To wsparcie dla ukraińskich kolegów, którzy jeszcze niedawno przybywali do Krakowa na szkoleniach oraz brali udział w zawodach z tutejszymi załogami ambulansów

- mówią ratownicy.

O poranku karetka wypakowana darami wyruszyła na granicę. Wyposażenie medyczne zostało zakupione z funduszy Związku Pracodawców Pogotowia Ratunkowego.

Transport zawiera zarówno najprostsze środki opatrunkowe jak i drogie oraz specjalistyczne zestawy służące do zatrzymywania krwotoków.


Dary przekazywane są na granicy załogom tamtejszych karetek. Nie wjeżdżamy na terytorium Ukrainy, przed ostatnim szlabanem jest duży parking, na którym przekazujemy rzeczy z karetki do karetki

- mówi Paweł Łukasiewicz - ratownik medyczny krakowskiego pogotowia.

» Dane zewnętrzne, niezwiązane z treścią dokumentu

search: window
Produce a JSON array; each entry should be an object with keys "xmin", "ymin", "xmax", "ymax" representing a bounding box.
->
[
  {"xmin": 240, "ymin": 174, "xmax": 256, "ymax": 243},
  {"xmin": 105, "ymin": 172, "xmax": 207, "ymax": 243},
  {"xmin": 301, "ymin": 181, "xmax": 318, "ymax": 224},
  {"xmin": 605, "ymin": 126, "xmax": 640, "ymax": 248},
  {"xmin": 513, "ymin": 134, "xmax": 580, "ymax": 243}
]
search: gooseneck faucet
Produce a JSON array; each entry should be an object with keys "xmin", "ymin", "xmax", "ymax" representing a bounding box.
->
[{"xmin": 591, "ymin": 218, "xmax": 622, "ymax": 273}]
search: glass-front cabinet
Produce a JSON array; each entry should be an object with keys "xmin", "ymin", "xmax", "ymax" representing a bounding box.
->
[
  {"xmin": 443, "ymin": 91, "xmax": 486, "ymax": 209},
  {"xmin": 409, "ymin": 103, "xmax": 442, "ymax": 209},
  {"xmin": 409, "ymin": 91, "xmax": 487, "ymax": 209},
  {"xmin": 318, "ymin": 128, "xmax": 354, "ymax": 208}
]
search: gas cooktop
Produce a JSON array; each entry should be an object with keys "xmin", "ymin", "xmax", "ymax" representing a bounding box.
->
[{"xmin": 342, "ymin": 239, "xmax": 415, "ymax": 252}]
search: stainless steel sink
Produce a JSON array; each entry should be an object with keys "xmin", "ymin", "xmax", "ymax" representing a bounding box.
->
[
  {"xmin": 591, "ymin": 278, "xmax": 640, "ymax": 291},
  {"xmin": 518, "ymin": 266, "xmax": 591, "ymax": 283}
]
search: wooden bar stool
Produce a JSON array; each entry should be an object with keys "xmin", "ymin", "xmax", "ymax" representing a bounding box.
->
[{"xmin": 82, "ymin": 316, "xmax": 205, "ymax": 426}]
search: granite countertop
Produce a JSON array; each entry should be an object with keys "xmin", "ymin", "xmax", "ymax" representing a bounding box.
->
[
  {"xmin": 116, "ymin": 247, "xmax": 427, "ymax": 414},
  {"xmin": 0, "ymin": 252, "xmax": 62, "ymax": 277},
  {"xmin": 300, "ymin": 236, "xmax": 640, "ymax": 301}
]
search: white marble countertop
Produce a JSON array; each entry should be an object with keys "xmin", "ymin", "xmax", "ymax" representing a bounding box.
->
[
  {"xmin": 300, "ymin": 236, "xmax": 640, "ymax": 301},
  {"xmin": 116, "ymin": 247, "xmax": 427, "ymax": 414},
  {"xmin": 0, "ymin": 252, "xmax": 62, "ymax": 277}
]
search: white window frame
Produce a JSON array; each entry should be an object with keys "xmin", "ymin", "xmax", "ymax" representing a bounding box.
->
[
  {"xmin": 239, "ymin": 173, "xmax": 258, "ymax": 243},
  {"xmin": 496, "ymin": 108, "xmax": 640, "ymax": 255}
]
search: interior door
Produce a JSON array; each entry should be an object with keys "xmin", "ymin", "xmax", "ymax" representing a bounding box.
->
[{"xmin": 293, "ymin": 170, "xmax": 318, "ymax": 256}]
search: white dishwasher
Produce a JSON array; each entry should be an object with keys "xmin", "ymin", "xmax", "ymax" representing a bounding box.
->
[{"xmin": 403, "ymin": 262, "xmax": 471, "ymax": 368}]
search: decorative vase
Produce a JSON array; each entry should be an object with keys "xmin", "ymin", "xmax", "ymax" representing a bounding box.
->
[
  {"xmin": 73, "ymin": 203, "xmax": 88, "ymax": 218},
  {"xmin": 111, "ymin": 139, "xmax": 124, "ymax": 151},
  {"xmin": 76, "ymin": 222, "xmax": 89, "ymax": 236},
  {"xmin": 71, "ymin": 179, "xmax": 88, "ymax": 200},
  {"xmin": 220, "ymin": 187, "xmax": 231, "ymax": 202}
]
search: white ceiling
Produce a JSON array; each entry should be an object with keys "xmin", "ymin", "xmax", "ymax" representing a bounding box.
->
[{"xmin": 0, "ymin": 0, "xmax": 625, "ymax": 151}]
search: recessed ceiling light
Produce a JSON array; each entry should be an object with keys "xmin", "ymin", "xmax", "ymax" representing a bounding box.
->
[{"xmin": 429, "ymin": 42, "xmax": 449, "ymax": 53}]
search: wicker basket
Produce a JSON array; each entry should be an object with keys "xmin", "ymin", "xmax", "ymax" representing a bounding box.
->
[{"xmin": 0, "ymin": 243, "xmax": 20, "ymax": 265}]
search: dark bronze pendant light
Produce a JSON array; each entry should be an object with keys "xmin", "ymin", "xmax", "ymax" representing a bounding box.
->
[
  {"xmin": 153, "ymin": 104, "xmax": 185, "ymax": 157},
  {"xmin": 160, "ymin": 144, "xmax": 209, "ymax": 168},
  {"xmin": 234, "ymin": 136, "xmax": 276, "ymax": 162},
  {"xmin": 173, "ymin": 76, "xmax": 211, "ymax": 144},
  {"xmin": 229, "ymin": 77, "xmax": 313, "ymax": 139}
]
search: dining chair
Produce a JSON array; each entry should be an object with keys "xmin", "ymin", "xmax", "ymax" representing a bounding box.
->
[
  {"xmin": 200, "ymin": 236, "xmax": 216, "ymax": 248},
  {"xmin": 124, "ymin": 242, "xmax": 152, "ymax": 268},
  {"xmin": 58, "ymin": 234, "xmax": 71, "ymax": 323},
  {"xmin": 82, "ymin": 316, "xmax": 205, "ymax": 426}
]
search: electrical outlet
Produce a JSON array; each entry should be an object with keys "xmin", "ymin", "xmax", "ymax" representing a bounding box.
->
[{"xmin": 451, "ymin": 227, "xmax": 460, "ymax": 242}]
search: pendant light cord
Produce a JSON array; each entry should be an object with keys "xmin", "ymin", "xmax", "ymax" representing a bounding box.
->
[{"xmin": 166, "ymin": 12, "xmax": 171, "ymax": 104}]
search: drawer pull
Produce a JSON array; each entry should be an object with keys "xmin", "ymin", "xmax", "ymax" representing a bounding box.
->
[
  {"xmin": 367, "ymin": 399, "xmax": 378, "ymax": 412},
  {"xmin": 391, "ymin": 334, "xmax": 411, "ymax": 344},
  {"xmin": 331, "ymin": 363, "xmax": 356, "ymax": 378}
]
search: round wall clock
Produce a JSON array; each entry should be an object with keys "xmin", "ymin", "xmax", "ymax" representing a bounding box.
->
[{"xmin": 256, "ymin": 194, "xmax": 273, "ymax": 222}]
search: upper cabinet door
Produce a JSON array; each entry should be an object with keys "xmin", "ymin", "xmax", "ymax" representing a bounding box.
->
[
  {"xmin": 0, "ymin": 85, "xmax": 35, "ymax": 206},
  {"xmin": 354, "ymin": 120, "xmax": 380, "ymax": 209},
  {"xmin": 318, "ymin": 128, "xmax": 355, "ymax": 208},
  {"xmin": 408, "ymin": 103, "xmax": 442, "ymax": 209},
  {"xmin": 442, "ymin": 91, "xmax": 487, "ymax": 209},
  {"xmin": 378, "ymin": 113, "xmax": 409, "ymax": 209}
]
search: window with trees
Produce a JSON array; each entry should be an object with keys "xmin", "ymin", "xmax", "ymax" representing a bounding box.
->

Pierwszy transport trafił na granicę 2 marca, w tym trzy karetki ze Szczecina i z Poznania, jest już na Ukrainie i służy pacjentom.

 

Mamy informacje od naszych ukraińskich kolegów, że wszystko, co do tej pory wysłaliśmy, już zostało rozdysponowane na miejscu i jest wykorzystywane. Z placówkami na Ukrainie pozostajemy w stałym kontakcie i reagujemy na konkretne potrzeby, jakie nam zgłaszają. Z pewnością w zakresie sprzętu medycznego potrzeby będą rosnąć, więc będziemy organizować kolejne transze z pomocą.

-   mówi Małgorzata Popławska, dyrektor Krakowskiego Pogotowia Ratunkowego.

Według planów do ukraińskich medyków w najbliższym czasie ma trafić łącznie 20 takich transportów.